The young chef returned to Stratford seven months later to complete his culinary studies, but with the ink barely dry on his diploma, made a beeline back to the coast. Stints at Sooke Harbour House, Araxi’s sister restaurant Blue Water Cafe in Vancouver’s historic Yaletown district, and in Rome cooking for the Canadian Consulate General, followed. “It was my goal to join Toptable Group,” he says today. “The quality, the attention to wines, service, and absolutely top grade ingredients really spoke to me. So did the creative license that I was allowed.”
Nineteen years ago, when James moved to Whistler to head up the kitchen brigade at Araxi, cuisine on the mountain was only just beginning to shed its ubiquitous cloak of ‘international cuisine’, pizzas and pastas. Working with other early adopter chefs such as Bernard Casavant of the Fairmont Chateau Whistler, James reached out to the famers of the Pemberton Valley to grow menu-specific fruits and vegetables that could be used fresh in the growing season and canned for the winter. Local beef and pork soon followed, and close liaisons with coastal oystermen, prawners and fisherfolk of all stripes assured pristine ingredients throughout the year – and, unusually, delivered daily up Highway 99 to the mountainside restaurant.
Local sourcing was challenging at first: many of the farms in Pemberton were still fledgling operations, and Jordan Sturdy’s North Arm Farm was just starting out. Now the site of Araxi’s annual Longtable Dinner (which this year numbered 400 guests dining at one very lengthy table), the farm is now a vast purveyor of first-class fruits and vegetables. “I don’t have to think about it as much now,” James says. “We know the growing rhythms, and what’s ready to harvest every week – it’s very helpful to have the consistency of supply in volume now during the busy summer season.” And beginning each spring, Chef Walt extends his reach to the Fraser and Okanagan valleys as well, for stone fruits, berries, and vegetables.
For the past several years, James has worked towards the launch in November, 2015, of Bar Oso and The Cellar by Araxi. Bar Oso (‘Bear’) features the Spanish-inflected pinxtos, tapas and charcuterie of Chef Jorge Muñoz Santos cast in a beautifully decorated room that exudes Iberian warmth. And at The Cellar, dining for special events, also overseen by James, are prepared in a demonstration kitchen that infuses a special sense of occasion into the sophisticated and contemporary room.
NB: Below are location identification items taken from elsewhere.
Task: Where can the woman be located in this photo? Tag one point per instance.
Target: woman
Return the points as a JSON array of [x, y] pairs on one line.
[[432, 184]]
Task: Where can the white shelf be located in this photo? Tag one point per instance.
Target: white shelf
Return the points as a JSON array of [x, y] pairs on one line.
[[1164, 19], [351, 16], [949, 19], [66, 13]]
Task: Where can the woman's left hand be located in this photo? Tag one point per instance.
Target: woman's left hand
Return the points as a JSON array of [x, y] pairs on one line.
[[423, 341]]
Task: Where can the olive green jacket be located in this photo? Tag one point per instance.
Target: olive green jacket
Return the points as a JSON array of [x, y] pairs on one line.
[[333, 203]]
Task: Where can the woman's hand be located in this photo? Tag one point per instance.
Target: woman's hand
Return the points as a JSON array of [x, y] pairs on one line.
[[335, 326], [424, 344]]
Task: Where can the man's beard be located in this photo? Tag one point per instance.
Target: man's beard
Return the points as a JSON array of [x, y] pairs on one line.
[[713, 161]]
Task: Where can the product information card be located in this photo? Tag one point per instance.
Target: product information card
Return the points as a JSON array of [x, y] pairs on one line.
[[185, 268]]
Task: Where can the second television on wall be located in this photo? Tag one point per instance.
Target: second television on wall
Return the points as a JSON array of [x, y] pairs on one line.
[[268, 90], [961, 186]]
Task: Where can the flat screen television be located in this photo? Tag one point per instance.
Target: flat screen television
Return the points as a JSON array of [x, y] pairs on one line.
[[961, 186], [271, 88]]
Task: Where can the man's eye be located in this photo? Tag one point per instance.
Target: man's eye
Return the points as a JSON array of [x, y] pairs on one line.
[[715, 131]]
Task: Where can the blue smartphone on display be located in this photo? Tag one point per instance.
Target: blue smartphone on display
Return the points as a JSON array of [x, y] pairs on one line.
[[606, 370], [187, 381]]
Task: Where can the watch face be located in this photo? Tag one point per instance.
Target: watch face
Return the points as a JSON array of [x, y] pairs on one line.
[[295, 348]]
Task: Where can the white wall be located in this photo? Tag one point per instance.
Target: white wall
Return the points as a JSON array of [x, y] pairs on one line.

It’s a Sunday in late August, and the Longtable – stretching over 400 feet – has been gorgeously set with white linen at North Arm Farm. Wine glasses and silver cutlery sparkle in the sun under the peak of Mt. Currie. In the chefs’ tents, sauces bubble and the grills are laden with local beef while fresh oysters are shucked for the hungry crowd to accompany a sluice of sparkling wines. Charcuterie and pates – served family style – begin the dance, then simply dressed chunky cut heirloom tomatoes under a strew of basil and baby lettuce, thick-sliced Pemberton beef au jus nestled on carrots and long beans, local cheeses, fruits, and sweets to finish. Much of it has been grown within a mile or two, and as Chef James Walt and his brigade of more than 30 cooks take their bow, it is clear that his feet remain firmly in this ground, and that everything he cooked tasted of right here, right now.